Aussi, je voudrais simplement, calmement et à froid, mettre sur la table la question de la réponse à apporter face à l’émergence d’un ou plusieurs cas de Covid19 en EHPAD?

  • Doit-on attendre une dégradation clinique du résident pour l’adresser aux urgences hospitalières avec éventuellement un passage en réanimation?
  • Ou bien tester en urgence pour le Covid19 pour instituer le plus précocément possible un traitement médical ,par voie orale, associant l’hydroxychloroquine et l’azithromycine? (dans le respect des contre-indications et du rapport bénéfice/risque, en dépit des incertitudes sur l’efficacité thérapeutique de cette association médicamenteuse).

L’honnêteté intellectuelle oblige à s’interroger sur l’opportunité d’une admission en service de soins intensifs/réanimation ainsi que sur les chances de survie et la qualité de vie au sortir de trois semaines de ventilation artificielle en réanimation.

Derrière ce dilemme éthique, la notion de tri ou choix sélectifs à l’entrée en soins intensifs se pose aux médecins urgentistes et aux réanimateurs en période chaotique telle celle de la crise sanitaire en cours. J’apprends à l’instant qu’en Italie, certains réanimateurs ne veulent/peuvent plus intuber les malades > 60ans.

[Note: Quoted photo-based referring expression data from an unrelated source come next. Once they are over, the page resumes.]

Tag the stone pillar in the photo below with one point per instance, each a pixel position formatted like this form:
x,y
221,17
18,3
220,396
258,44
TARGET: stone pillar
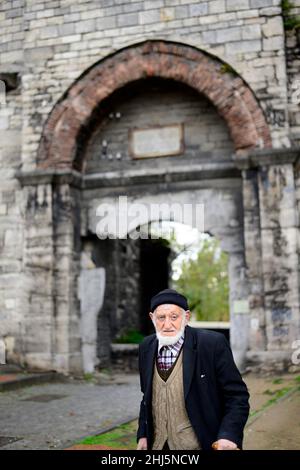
x,y
66,236
91,294
272,254
37,291
50,330
280,262
253,255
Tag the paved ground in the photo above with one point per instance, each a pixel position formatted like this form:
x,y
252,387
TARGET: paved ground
x,y
278,428
55,415
73,411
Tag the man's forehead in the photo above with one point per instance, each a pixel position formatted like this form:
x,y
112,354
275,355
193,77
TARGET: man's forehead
x,y
168,308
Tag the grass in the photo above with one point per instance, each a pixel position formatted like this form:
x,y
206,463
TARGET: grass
x,y
276,395
123,436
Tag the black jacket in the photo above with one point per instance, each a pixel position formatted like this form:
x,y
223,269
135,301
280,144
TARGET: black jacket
x,y
216,397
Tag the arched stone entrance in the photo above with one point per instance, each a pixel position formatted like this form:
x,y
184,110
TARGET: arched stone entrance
x,y
63,193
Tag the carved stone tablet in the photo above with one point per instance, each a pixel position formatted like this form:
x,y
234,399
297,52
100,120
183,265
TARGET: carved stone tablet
x,y
159,141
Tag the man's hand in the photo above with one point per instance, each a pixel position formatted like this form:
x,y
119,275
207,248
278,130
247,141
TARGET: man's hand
x,y
224,444
142,444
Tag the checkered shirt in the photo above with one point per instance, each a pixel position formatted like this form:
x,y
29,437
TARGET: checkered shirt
x,y
167,354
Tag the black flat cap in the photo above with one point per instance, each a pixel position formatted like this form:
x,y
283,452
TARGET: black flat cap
x,y
168,296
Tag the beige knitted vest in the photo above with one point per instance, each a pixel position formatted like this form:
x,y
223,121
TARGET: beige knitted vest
x,y
170,419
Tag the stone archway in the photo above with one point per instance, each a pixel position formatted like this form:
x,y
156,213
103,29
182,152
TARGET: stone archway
x,y
229,94
54,194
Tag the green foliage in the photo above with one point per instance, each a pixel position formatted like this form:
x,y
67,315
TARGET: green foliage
x,y
277,381
88,376
130,336
123,436
204,281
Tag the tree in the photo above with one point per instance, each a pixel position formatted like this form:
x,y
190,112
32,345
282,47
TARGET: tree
x,y
204,281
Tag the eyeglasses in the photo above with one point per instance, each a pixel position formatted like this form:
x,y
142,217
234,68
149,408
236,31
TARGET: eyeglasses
x,y
162,318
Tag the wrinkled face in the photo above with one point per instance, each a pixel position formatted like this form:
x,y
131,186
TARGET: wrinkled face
x,y
169,319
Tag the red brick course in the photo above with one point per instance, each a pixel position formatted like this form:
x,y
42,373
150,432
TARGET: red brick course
x,y
231,96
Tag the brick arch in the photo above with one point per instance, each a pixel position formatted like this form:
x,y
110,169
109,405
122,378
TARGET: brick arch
x,y
230,95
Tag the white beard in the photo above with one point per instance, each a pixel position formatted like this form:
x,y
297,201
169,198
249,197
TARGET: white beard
x,y
169,340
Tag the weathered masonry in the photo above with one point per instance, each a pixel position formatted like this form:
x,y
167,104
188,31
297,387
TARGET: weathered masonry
x,y
86,84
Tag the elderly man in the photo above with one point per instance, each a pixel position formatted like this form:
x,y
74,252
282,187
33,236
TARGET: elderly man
x,y
193,394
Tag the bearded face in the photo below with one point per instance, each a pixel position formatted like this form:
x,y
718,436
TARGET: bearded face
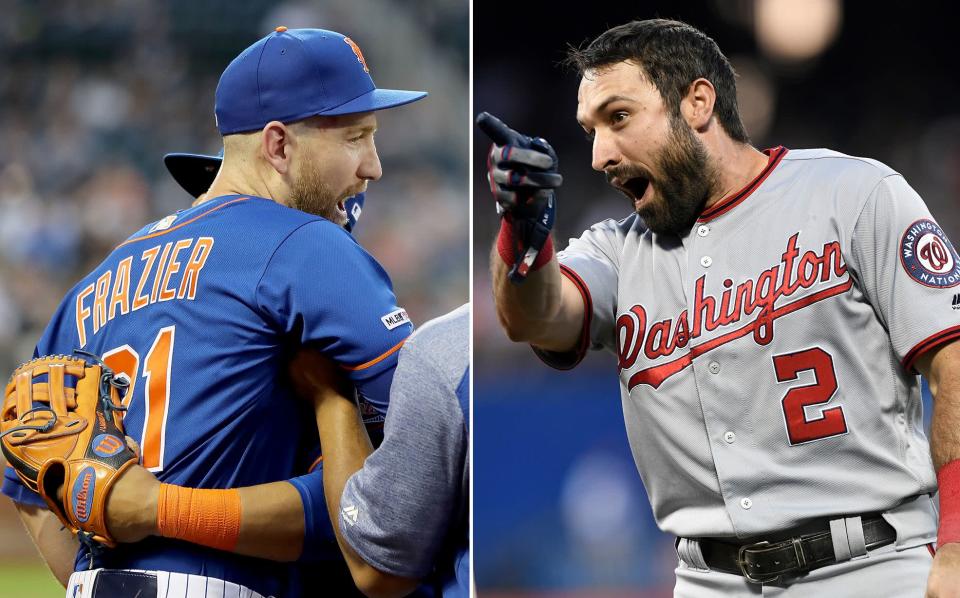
x,y
312,194
679,191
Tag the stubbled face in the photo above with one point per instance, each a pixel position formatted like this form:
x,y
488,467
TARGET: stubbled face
x,y
337,157
649,155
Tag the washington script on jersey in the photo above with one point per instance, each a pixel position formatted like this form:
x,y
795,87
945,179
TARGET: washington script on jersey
x,y
102,301
758,294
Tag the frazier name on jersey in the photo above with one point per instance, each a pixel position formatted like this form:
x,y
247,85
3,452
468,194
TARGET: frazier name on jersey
x,y
170,271
758,295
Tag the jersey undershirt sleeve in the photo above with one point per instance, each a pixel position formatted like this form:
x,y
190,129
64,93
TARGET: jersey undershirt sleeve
x,y
398,510
908,269
322,289
592,263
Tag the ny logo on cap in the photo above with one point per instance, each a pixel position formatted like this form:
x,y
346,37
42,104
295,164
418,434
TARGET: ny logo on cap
x,y
356,50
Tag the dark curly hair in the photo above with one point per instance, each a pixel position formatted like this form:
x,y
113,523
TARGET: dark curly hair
x,y
673,55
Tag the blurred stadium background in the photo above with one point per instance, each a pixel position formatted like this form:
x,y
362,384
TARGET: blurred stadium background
x,y
559,508
94,92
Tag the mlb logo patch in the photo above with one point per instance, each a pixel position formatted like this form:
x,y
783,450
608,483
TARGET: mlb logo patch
x,y
928,256
163,224
395,318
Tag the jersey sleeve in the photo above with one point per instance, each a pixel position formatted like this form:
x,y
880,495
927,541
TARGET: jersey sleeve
x,y
592,264
398,509
321,288
908,268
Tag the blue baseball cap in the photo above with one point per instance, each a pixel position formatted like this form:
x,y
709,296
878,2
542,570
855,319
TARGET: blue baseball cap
x,y
293,74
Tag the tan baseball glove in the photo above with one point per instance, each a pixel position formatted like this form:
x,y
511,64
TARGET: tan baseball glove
x,y
61,430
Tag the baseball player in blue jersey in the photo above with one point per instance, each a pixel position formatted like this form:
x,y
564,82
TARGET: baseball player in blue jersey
x,y
203,309
196,173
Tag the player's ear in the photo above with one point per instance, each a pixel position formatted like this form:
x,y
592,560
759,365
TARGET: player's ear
x,y
696,106
275,143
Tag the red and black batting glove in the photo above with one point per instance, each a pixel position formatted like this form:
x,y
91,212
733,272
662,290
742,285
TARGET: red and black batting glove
x,y
522,172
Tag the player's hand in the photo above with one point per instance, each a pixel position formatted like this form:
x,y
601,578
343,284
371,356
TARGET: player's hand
x,y
944,580
131,508
523,177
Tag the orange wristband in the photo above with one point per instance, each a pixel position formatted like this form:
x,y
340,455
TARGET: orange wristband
x,y
948,478
199,516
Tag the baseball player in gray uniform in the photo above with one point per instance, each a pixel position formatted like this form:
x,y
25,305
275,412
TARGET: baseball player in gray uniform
x,y
770,312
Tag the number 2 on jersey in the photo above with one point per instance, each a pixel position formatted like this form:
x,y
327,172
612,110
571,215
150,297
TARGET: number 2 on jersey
x,y
831,422
125,361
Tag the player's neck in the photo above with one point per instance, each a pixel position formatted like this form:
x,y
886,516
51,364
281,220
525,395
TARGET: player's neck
x,y
232,183
736,165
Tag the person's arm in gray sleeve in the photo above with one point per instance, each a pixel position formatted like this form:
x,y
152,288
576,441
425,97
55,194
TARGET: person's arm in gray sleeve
x,y
397,511
392,512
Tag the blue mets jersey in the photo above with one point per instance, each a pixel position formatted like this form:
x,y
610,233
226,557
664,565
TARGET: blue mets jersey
x,y
201,311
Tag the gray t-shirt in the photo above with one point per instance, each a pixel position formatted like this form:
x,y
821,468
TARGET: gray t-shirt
x,y
409,502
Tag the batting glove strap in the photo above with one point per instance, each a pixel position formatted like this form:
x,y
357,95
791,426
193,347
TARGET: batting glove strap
x,y
948,478
513,249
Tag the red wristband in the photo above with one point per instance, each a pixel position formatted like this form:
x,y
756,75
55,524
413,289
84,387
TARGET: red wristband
x,y
510,248
948,478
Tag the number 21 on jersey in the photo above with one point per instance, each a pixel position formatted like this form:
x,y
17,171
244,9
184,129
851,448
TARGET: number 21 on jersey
x,y
125,361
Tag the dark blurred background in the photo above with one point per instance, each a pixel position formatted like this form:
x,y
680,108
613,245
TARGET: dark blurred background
x,y
94,92
559,506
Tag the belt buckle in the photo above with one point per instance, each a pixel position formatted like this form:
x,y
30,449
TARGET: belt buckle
x,y
742,563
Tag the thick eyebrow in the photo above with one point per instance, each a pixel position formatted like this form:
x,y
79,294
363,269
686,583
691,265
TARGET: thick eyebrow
x,y
604,104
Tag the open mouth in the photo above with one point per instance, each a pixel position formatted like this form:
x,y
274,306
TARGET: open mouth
x,y
635,188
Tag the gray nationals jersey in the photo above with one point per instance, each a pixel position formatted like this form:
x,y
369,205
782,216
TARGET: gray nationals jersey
x,y
766,357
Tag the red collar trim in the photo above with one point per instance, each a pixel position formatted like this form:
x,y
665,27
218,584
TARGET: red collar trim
x,y
731,201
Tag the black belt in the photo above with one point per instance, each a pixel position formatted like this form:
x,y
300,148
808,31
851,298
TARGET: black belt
x,y
762,562
113,583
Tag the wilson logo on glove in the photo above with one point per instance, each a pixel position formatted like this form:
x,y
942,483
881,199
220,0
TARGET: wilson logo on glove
x,y
107,445
83,490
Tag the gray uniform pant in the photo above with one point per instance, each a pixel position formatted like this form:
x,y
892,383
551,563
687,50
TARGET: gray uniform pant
x,y
893,571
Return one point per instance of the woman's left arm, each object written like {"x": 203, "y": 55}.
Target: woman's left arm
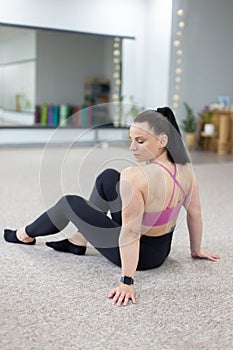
{"x": 132, "y": 211}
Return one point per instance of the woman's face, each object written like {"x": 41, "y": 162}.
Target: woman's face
{"x": 145, "y": 146}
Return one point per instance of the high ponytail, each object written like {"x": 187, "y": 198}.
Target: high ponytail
{"x": 167, "y": 112}
{"x": 163, "y": 121}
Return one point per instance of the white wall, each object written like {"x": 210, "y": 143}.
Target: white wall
{"x": 139, "y": 18}
{"x": 207, "y": 53}
{"x": 158, "y": 44}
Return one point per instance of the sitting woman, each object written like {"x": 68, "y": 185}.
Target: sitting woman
{"x": 139, "y": 233}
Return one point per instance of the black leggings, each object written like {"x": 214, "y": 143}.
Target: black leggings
{"x": 101, "y": 231}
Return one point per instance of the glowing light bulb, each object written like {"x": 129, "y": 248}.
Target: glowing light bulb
{"x": 116, "y": 60}
{"x": 177, "y": 79}
{"x": 180, "y": 12}
{"x": 176, "y": 97}
{"x": 176, "y": 43}
{"x": 181, "y": 24}
{"x": 179, "y": 52}
{"x": 116, "y": 52}
{"x": 178, "y": 71}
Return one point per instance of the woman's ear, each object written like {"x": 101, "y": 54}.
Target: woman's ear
{"x": 163, "y": 140}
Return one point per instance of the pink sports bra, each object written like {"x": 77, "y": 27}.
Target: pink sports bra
{"x": 168, "y": 214}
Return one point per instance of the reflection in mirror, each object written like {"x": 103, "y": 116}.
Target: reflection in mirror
{"x": 48, "y": 75}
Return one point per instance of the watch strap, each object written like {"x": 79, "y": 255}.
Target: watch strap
{"x": 127, "y": 280}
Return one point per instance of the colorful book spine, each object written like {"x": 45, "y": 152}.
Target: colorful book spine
{"x": 44, "y": 114}
{"x": 64, "y": 113}
{"x": 77, "y": 115}
{"x": 55, "y": 115}
{"x": 84, "y": 116}
{"x": 37, "y": 114}
{"x": 50, "y": 115}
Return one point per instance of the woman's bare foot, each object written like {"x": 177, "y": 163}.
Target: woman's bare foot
{"x": 22, "y": 236}
{"x": 78, "y": 239}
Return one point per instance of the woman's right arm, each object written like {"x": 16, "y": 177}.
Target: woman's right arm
{"x": 194, "y": 222}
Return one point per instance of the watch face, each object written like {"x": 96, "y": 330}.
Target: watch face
{"x": 127, "y": 280}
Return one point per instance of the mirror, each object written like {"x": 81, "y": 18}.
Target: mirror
{"x": 43, "y": 70}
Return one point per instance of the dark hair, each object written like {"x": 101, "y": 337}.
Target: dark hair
{"x": 163, "y": 121}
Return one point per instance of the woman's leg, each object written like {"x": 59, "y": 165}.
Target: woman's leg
{"x": 97, "y": 228}
{"x": 105, "y": 195}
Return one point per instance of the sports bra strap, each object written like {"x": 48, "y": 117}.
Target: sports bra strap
{"x": 174, "y": 178}
{"x": 174, "y": 185}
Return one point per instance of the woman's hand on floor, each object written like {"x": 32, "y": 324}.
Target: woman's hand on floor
{"x": 122, "y": 294}
{"x": 205, "y": 255}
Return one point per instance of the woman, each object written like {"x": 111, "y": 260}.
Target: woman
{"x": 143, "y": 217}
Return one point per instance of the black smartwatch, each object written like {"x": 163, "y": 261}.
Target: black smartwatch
{"x": 127, "y": 280}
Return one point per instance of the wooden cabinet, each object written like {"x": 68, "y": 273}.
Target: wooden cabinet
{"x": 221, "y": 140}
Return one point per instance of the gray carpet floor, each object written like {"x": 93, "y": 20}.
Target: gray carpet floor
{"x": 51, "y": 300}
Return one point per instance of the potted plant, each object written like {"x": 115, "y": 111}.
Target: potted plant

Le Président de la République a comparé cette crise à une guerre sanitaire; nous devrons en conséquence avoir recours à une médecine de guerre et de catastrophe avec afflux de malades dépassant les capacités d’accueil et de prise en charge en soins intensifs. Si cette situation se produit, nous appliquerons cette sélection (naturelle) et non pas une discrimination basée sur l’âge mais sur les chances de survie tout en préservant la qualité de vie et la dignité des patients.

N’est-il pas de notre devoir et responsable d’anticiper ces situations; de nous organiser pour rester efficient en réservant les lits de réanimation, à situation clinique égale, à ceux qui présentent les meilleurs chances de récupérer sous traitement intensif et invasif?

Et surtout, ne serait-il pas légitime et humain de proposer un traitement médical plutôt que de regarder partir/mourir quelqu’un sans rien faire, sans rien tenter qui ait du sens, en évitant d’agir dans la précipitation ou inutilement.

Enfin, et à défaut de proposer un traitement curatif à ces personnes non transportables ou dont l’espérance de vie est réduite à quelques jours, la décision de soins palliatifs s’impose en autorisant la présence des familles à leur côté en dépit du confinement.

Dans le serment d’Hippocrate figure: “Guéris si tu peux; soulage toujours!”

Je ne développerai pas ici les mesures préventives à mettre en place; les mesures barrière, la protection des personnels soignants et leur dépistage systématique.